2
votes

I'm having an issue writing a Hive table from Spark. The following code works just fine; I can write the table (which defaults to the Parquet format) and read it back in Hive:

df.write.mode('overwrite').saveAsTable("db.table")

hive> describe table;
OK
val           string
Time taken: 0.021 seconds, Fetched: 1 row(s)

However, if I specify the format should be csv:

df.write.mode('overwrite').format('csv').saveAsTable("db.table")

then I can save the table, but Hive doesn't recognize the schema:

hive> describe table;
OK
col                     array<string>           from deserializer
Time taken: 0.02 seconds, Fetched: 1 row(s)

It's also worth noting that I can create a Hive table manually and then insertInto it:

spark.sql("create table db.table(val string)")
df.select('val').write.mode("overwrite").insertInto("db.table")

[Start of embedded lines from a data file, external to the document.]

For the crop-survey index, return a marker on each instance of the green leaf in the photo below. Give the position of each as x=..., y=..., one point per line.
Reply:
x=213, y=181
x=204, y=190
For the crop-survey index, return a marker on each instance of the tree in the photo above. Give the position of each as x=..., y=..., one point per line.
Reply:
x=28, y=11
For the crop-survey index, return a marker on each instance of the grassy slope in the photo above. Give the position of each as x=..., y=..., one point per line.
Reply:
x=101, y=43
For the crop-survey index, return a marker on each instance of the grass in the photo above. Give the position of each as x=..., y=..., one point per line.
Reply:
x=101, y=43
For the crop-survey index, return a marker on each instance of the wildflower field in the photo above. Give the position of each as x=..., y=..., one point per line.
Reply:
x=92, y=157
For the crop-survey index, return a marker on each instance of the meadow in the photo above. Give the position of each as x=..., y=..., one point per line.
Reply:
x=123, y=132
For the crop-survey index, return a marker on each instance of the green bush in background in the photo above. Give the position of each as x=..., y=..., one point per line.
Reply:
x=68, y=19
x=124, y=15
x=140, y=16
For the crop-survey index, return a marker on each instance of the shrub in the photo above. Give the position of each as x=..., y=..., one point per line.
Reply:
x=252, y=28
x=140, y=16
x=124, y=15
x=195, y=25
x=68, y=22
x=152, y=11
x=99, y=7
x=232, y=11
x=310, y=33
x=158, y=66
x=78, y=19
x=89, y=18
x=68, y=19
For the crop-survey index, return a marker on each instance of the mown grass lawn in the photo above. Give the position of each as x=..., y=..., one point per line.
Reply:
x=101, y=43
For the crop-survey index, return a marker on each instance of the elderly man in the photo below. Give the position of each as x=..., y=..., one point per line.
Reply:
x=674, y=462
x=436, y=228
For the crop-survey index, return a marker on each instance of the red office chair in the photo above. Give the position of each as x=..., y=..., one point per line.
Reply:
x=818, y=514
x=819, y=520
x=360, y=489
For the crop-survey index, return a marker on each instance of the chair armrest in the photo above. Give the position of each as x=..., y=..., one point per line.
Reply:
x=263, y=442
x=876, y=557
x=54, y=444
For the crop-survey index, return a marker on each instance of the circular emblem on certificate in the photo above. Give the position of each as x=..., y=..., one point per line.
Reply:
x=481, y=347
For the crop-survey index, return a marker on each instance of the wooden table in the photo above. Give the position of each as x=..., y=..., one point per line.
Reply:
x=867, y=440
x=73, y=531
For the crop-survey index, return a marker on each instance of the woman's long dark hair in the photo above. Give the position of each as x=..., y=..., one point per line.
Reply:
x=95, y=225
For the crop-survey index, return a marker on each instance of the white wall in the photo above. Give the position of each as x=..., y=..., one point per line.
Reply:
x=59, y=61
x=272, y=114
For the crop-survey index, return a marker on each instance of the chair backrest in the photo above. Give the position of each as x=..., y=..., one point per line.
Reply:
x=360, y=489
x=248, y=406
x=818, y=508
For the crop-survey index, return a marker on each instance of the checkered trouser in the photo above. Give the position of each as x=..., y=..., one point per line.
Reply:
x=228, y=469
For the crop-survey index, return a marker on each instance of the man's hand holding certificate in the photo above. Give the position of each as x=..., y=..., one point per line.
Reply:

Doing so, Hive seems to recognize the schema. But that's clunky and I can't figure a way to automate the schema string anyway.

3
What is the schema of the Dataframe? Are there commas in the data? - OneCricketeer
What is the output of df.printSchema? - Ankush Singh
Why "clunky"? You want to create a Hive-compliant dataset, so it seems reasonable to use a Hive-compliant method to create it. And for the record, it's even worse with Parquet, because by default Spark does not use the same binary encoding as Hive... and the way to override that default is not documented cf. [SPARK-20937] - Samson Scharfrichter
@cricket_007 and Ankush Singh: The schema and data are trivial and I've tried various. Even a DataFrame with a single column that is an integer will fail to write a schema that Hive can read (using the csv format). - santon
@samsonScharfrichter I say "clunky" because you have to write a hive-compliant schema string. When using saveAsTable with the default format, you don't have to do that. I hadn't run into the binary encoding issues with Parquet. Thanks for the heads up! - santon

3 Answers

1
votes

That is because Hive SerDe do not support csv by default.

If you insist on using csv format, creating table as below:

CREATE TABLE my_table(a string, b string, ...)
ROW FORMAT SERDE 'org.apache.hadoop.hive.serde2.OpenCSVSerde'
WITH SERDEPROPERTIES (
   "separatorChar" = "\t",
   "quoteChar"     = "'",
   "escapeChar"    = "\\"
)  
STORED AS TEXTFILE;

And insert data through df.write.insertInto

For more info:

https://cwiki.apache.org/confluence/display/Hive/CSV+Serde

0
votes

You are creating a table with text format and trying to insert CSV data into it, which may run in to problems. So as suggested in the answer by Zhang Tong, create the hive table using hive OpenCSVSerde.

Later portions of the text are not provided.